Província do Grão-Pará aderiu à Independência do Brasil um ano depois em 15 de agosto de 1823

Vito Gemaque

Um dos fatos mais importantes da história do Pará foi a adesão à Independência brasileira no dia 15 de agosto de 1823, quando a elite política local foi obrigada pelo poder bélico do, com apoio de potências estrangeiras, a integrar o recém-criado Império Brasileiro, de Dom Pedro I. Esse fato histórico envolto em contradições resultaria depois na Revolução da Cabanagem (1835 – 1840).

De acordo com o professor e pesquisador da Faculdade de História da Universidade Federal do Pará (UFPA) e diretor do museu do Instituto Histórico e Geográfico do Pará (IHGP), Aldrin Figueiredo, a demora em aderir à independência de Dom Pedro não foi um fato exclusivo do Pará, mas uma realidade das elites locais do Norte e Nordeste que tinham muitos portugueses e relações estreitas com a coroa do outro lado do oceano.

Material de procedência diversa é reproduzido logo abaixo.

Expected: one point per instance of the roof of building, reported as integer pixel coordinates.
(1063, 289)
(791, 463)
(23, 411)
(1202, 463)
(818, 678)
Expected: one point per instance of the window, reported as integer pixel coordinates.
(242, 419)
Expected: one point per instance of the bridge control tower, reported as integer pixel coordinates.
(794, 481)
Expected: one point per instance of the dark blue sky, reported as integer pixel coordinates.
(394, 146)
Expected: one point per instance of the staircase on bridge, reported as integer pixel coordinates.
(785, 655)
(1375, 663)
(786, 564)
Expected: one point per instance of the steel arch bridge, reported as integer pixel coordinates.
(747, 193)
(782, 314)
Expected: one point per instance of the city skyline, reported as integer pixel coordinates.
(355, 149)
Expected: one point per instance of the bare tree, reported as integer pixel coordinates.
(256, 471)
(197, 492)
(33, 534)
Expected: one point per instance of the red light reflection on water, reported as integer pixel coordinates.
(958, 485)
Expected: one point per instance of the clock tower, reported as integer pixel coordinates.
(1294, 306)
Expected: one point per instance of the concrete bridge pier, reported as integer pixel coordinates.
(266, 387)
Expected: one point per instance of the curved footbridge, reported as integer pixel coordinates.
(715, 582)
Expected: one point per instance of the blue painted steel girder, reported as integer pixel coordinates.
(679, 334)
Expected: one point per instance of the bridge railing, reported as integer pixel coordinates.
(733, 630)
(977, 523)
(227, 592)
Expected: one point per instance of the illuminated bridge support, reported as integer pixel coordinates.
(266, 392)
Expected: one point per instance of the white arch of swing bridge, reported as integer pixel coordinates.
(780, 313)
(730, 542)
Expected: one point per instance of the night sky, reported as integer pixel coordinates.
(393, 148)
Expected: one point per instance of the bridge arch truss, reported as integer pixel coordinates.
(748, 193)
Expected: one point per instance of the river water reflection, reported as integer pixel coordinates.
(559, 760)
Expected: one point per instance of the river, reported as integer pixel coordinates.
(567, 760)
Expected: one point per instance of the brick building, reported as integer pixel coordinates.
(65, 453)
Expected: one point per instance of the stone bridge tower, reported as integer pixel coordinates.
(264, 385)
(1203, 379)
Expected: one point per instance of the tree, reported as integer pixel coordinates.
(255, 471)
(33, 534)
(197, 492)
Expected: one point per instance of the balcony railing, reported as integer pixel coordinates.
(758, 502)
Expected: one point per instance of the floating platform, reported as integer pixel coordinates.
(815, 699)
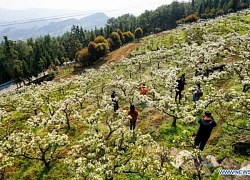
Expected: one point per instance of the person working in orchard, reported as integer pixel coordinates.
(132, 114)
(114, 101)
(180, 87)
(143, 89)
(207, 124)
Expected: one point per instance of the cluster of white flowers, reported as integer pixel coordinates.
(105, 147)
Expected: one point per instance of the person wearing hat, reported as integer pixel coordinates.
(114, 101)
(180, 87)
(207, 124)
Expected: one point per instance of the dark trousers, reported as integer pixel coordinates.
(201, 142)
(115, 105)
(132, 125)
(178, 93)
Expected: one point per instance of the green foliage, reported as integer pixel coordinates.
(102, 49)
(100, 39)
(116, 41)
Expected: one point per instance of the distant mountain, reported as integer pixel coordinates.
(55, 28)
(10, 16)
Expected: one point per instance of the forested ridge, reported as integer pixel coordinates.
(67, 128)
(20, 60)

“A demora à adesão da Independência do Brasil ocorreu em várias províncias em todo o território. As províncias do Norte não imediatamente aderiram a Independência do Brasil, inclusive por forças políticas ligadas a metrópoles que estavam nessas províncias. A presença portuguesa era muito forte na Bahia, no Maranhão, Pernambuco e no Pará. Havia toda uma elite vinculada aos negócios e comércios com Portugal e as relações políticas com Portugal”, explica.

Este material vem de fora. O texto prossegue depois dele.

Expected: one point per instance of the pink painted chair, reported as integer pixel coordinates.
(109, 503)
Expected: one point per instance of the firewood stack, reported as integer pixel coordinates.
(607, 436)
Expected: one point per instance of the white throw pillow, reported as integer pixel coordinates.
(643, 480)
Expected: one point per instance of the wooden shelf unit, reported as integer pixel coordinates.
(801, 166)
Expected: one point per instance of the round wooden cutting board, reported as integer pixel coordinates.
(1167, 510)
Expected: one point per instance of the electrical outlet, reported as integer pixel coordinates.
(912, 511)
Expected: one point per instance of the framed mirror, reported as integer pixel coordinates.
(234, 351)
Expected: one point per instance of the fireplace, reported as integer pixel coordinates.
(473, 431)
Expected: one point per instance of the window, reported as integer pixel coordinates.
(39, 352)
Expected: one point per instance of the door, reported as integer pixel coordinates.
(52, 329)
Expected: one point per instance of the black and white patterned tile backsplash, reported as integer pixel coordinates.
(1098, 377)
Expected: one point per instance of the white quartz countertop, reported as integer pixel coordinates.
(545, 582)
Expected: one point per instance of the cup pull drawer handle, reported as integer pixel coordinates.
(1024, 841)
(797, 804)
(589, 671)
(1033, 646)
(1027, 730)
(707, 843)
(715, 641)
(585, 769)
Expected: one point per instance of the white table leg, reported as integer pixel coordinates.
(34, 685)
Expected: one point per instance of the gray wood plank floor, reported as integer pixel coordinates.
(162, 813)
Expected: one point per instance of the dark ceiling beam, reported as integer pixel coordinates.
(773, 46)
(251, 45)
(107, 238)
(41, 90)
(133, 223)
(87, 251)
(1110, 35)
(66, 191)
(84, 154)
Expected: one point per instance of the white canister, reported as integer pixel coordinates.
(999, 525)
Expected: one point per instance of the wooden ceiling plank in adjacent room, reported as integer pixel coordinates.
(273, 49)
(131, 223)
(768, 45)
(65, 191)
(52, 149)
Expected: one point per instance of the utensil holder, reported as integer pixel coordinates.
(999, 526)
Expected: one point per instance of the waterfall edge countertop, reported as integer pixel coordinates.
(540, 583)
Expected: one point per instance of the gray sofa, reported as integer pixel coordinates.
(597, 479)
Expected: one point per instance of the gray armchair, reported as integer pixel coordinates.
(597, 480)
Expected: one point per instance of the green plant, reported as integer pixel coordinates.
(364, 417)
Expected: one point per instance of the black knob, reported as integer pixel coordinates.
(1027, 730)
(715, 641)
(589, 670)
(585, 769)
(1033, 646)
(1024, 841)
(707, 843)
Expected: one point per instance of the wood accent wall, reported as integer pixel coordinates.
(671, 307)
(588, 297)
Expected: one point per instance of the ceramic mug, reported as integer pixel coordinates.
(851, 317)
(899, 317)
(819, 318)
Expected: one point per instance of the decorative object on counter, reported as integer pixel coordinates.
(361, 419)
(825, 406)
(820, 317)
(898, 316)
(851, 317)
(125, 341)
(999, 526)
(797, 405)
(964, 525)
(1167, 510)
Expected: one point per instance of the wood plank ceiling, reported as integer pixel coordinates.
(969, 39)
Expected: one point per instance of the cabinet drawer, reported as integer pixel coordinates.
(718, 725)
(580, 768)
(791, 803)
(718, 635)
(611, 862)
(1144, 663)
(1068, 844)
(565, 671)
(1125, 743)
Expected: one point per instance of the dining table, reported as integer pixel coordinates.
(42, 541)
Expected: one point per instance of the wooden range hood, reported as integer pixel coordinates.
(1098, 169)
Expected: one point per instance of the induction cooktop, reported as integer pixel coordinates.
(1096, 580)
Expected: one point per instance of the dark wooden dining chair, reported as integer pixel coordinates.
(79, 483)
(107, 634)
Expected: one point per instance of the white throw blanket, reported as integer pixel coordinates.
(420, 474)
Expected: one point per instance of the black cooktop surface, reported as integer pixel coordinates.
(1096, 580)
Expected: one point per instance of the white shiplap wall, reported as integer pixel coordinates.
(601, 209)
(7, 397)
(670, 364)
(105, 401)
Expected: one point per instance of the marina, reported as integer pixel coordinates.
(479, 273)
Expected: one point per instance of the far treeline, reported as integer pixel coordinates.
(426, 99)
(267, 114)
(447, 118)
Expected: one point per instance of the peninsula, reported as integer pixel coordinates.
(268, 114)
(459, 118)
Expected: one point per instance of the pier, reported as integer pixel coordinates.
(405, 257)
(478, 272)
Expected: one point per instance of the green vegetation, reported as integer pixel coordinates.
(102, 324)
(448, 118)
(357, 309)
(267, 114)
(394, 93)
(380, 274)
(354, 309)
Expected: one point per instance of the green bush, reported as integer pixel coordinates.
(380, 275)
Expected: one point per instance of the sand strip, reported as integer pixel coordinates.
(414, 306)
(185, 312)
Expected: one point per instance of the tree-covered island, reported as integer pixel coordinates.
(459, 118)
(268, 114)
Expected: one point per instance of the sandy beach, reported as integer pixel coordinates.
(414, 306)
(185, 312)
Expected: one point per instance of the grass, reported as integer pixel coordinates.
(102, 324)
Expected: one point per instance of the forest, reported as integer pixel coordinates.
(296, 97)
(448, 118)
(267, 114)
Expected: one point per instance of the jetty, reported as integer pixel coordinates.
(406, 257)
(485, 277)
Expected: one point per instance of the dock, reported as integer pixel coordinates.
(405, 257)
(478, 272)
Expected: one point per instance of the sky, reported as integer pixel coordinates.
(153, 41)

O distanciamento do Rio de Janeiro, que era o centro do Brasil na época, para Belém era um dos fatores de insatisfação das elites e do povo. A disputa política interna do Brasil na década de 1820 ocorria entre os portugueses e os brasileiros, para ter o controle econômico e político das províncias tem relação direta com os processos da adesão.

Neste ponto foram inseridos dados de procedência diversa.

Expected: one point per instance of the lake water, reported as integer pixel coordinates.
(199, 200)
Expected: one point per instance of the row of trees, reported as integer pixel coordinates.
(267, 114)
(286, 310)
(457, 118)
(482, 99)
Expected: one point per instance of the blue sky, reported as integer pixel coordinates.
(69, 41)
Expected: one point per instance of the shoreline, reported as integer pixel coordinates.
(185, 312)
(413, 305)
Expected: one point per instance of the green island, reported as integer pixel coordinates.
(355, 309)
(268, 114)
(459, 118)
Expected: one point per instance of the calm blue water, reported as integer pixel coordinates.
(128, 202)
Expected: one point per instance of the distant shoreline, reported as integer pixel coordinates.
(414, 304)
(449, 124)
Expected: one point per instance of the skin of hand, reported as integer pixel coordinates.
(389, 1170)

Aldrin explica que quase um ano após do grito do Ipiranga, o Grão-Pará permanecia alheio à Independência do Brasil. O novo imperador, Pedro I, mandou ao Pará um militar inglês de 23 anos, John Pascoe Grenfell, com a missão de anexar essa província rebelde ao novo Império do Brasil. No porto de Belém narrou que trazia uma esquadra de 23 navios e que a adesão havia que acontecer por bem ou por mal. Grenfell omitiu que a maior parte dos navios ficara pelo caminho em combates na Bahia, Pernambuco e Maranhão.

As elites paraenses, em sua maioria, desiludidas com a velha política da metrópole acabaram por apoiar o novo imperador. O povo, no entanto, a soldadesca de baixa patente, pequenos trabalhadores lutaram contra a adesão forçada. O motim aconteceu. Grenfell foi inclemente. Cinco líderes das tropas paraenses foram presos e mortos sem direito a julgamento.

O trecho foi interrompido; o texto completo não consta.